Rafael Nadal says he doesn’t have a clear opinion about Wimbledon saga

Rafael Nadal talks to the media after securing his place in the second round at the Roland Garros.

“[I’m] happy with the performance, by the way. It’s a positive start. Of course, I’m the kind of player looking for something else; looking for better things, and that’s what I’m going to try to find in my practice tomorrow and in my next match.

“Of course, the confidence is higher when you win Monte Carlo, Barcelona, and Madrid or Rome. Without a doubt, things are easier in this world to understand when you are winning more matches and more tournaments, you will have greater confidence and the opponent feels that too. At the end, you are more used to the level you need to play [at] to win matches.

“[For me,] this is not the case, things are different. But I never expected to be winning 15 Monte Carlo’s and Rome so, that’s the situation. I got injured, what happened has passed and I am here at Roland-Garros.”

Rafa was also asked about his opinions on the Wimbledon saga, but the great man kept his cards close to his chest.

“I don’t have a clear opinion [about Wimbledon]. The problem with the players’ side is always the same. From the tournament’s side, there is always a person or a board that makes the decision, and the rest of the people running the event follow that decision. In our tour, every player has a different opinion, and that is why we never achieve the things that we could achieve if we came together.

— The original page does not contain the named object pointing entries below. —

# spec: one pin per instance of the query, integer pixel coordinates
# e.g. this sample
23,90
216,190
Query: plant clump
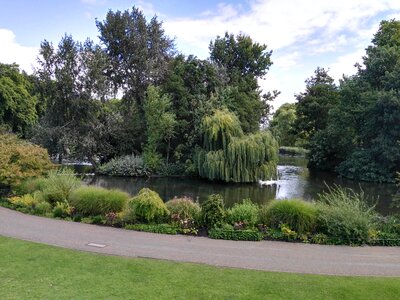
92,201
298,215
148,206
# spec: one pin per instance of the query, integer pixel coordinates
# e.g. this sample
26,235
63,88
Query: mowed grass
34,271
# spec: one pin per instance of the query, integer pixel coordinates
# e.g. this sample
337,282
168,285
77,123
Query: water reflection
294,181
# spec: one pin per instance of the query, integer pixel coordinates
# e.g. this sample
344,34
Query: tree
191,83
17,103
230,155
245,62
139,52
282,124
72,79
314,104
361,138
160,126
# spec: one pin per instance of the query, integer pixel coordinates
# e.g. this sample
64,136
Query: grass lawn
31,271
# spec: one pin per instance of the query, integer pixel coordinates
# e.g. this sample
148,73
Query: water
294,181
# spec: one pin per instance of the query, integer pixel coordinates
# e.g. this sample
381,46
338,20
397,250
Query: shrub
299,215
243,214
59,185
25,201
20,160
61,210
184,209
344,216
237,235
92,200
30,185
158,228
148,206
128,215
129,165
43,208
212,211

“The ATP board made a decision, and we need to accept that. The rest of the things… I will not be the player who comes here and put my board in a tough position for the decision that they have made. As players, we are not prepared well enough to make important decisions because at the end it is an individual sport and everyone has their own personal views in terms of how much profit they get from every decision that the ATP makes.

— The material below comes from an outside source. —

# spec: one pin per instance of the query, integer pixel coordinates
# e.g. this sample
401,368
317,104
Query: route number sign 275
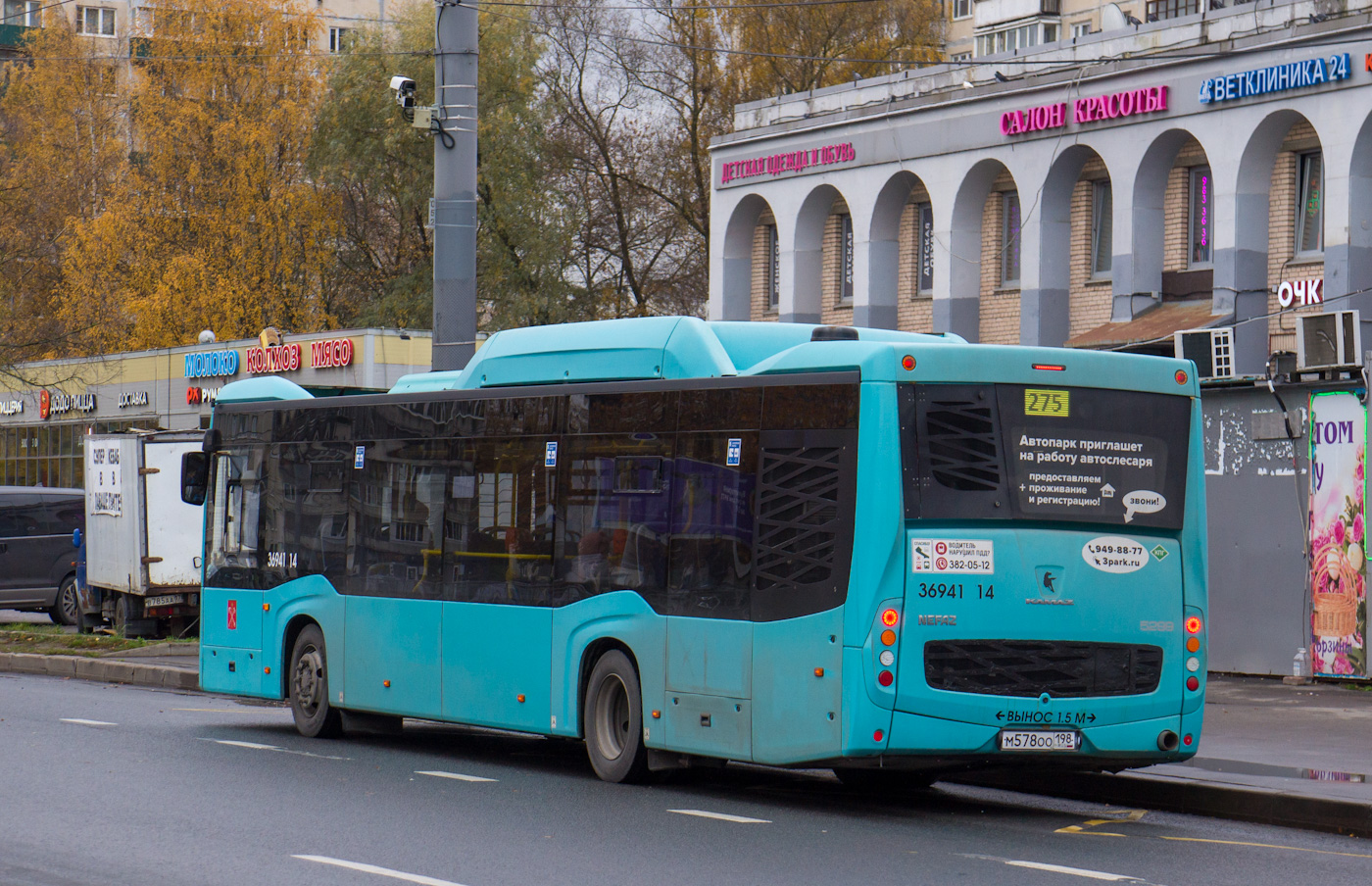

“I understand both sides. I understand Wimbledon’s position, without a doubt, but on the other hand I understand and respect the ATP for respecting their members, and that’s it. It’s not that one is doing a positive thing and one is negative. In my personal opinion, there are good reasons for them to make the decisions that they have made today, and hopefully the ATP and Wimbledon can be together and negotiate a better future for both sides.”

Source: Eurosport


  1. There are some quite contradictory views being expressed. Benoit Paire’s said that most of the players oppose the decision to strip Wimbledon of its ranking points, and are angry that the ATP and WTA took the decision without full consultation. Lucas Pouille has said that it’s unfair of the ATP and the WTA to punish all the players. Sloane Stephens, on the other hand, has said that she supports the decision because she thinks Wimbledon are in the wrong… but hasn’t said that she won’t be playing.

    It’s a no-win situation, but the lack of communication is very poor.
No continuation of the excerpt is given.